Javier logra ingresar en el circuito cerrado de los animales y cuando pareciera que se instala ahí, con las credenciales que le otorga ser el hijo que regresa a casa y camuflado en las ropas de su padre, algo se quiebra. Es la muerte que acecha. Como se quiebra la trama a partir del hallazgo de una zapatilla –el punctum de la escena central– o al entrar en contacto con aquellas personas que creen conocerlo a fondo por “las cosas en común”, la coincidencia inexorable de una sola carta natal escrita para todos los habitantes de ese pueblo sumido en un paisaje desolado (en ese vacío de paisaje sus habitantes se asimilan, pierden el cuerpo hasta hacerse voces).
Hay un linaje, una tradición de escrituras en la que situar esta primera novela de Fernández Marauda; en la contratapa se consignan algunas de esas voces y podríamos agregar otras; aunque se mencionan con propósitos igualadores, prefiero evitarlas y así dejar que el libro se abra limpio, sin deudas antes de comprar y nuevo en sus propuestas. Leerlo, de ser posible, bajo el alero propio. El sesgo narrativo, el esquive del asunto central por la vía del detalle y la elipsis son marcas de época que vienen de lejos y a la vez imponen un territorio donde plantar la performance narrativa; Fernández Marauda le adiciona una fuerte línea de sustracción para no andar explicando lo que la gente ya sabe.
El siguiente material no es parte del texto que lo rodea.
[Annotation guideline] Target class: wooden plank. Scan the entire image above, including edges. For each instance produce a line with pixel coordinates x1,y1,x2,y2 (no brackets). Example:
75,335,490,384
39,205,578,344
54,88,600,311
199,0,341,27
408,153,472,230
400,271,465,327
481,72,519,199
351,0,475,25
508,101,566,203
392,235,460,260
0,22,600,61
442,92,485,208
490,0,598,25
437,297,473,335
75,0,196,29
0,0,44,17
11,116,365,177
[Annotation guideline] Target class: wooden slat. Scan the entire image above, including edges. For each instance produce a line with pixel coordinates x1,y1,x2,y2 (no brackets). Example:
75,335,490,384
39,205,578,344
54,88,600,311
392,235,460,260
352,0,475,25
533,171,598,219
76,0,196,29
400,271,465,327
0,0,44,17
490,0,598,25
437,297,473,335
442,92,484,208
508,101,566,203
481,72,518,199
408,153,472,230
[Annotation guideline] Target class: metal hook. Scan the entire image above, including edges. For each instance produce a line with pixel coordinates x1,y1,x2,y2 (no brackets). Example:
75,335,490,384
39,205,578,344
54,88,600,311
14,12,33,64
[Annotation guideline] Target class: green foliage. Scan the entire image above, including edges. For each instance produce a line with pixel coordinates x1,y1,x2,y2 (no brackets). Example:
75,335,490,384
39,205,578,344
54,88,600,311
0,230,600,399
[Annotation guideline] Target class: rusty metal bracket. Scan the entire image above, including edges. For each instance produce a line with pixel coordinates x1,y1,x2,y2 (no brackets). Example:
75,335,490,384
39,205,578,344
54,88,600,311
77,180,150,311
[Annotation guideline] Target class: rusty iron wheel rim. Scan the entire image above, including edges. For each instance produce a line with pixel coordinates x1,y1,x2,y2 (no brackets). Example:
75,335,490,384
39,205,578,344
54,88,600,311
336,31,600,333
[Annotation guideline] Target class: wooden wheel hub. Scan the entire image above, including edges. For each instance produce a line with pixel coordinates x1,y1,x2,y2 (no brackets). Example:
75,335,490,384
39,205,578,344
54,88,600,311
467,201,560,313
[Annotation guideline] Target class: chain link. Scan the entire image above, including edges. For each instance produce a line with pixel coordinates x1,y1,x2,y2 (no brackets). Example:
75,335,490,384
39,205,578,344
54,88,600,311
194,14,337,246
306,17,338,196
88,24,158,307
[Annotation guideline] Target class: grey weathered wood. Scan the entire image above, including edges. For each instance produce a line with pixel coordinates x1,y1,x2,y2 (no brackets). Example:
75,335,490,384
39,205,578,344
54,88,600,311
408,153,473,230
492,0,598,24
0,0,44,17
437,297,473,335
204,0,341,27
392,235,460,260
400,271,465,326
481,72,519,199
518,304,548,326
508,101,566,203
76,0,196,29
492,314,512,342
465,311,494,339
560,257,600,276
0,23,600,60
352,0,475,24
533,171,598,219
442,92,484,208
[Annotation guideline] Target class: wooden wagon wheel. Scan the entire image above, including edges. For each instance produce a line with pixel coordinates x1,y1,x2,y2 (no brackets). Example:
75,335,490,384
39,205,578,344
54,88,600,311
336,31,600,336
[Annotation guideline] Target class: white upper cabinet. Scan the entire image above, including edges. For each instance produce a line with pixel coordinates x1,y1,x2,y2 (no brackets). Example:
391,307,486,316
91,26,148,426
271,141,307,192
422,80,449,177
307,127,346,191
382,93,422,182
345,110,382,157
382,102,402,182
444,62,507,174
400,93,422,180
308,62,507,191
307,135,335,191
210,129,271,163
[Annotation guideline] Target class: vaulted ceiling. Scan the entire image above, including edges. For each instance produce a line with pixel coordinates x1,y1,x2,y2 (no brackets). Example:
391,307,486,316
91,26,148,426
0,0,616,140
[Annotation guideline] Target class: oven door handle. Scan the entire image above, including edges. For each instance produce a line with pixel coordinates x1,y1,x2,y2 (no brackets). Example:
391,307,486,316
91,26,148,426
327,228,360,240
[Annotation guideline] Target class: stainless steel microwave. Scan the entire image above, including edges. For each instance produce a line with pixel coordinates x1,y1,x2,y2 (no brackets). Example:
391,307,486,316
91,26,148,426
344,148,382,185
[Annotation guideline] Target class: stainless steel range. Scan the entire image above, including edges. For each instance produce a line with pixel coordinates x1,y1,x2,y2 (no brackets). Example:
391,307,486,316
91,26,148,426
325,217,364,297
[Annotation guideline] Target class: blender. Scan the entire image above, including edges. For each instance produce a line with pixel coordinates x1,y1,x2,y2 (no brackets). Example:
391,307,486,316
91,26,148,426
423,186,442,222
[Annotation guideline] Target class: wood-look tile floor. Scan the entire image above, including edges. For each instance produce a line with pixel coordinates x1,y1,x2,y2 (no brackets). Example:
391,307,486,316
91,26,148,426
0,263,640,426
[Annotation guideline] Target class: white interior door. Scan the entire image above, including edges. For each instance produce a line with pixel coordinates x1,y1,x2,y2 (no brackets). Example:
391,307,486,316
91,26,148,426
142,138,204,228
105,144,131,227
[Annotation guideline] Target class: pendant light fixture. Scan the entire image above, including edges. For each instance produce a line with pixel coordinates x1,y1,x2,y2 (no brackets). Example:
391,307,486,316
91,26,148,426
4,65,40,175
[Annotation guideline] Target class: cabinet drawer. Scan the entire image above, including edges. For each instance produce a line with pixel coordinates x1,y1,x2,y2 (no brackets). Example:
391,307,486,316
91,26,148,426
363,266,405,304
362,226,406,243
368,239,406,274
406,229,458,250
Lo que queda, entonces, es escarbar con minucia en los efectos, las complicidades y la trama de sospechas que se despliegan cuando aparece un cuerpo, un cuerpo de mujer. Allí la sospecha se expande como una niebla, la penetración del olor a basura que descompone. Se activan, ahí, el policía interior, la segregación y el odio social que construye un culpable para no hacerse cargo de lo que le toca (“no son de acá”, p. 62), y en esa trama de voces –que la novela exhibe y contrapone con el tono introspectivo, la emoción controlada de Javier– queda atrapada una certeza: nadie es inocente ni queda al margen ante la escena brutal del cuerpo ya sin vida. Le doy una vuelta: es ese cuerpo de mujer, próximo al puente de las brujas, el que nos encuentra, nos descubre en nuestras miserias sociales y no deja de interrogarnos.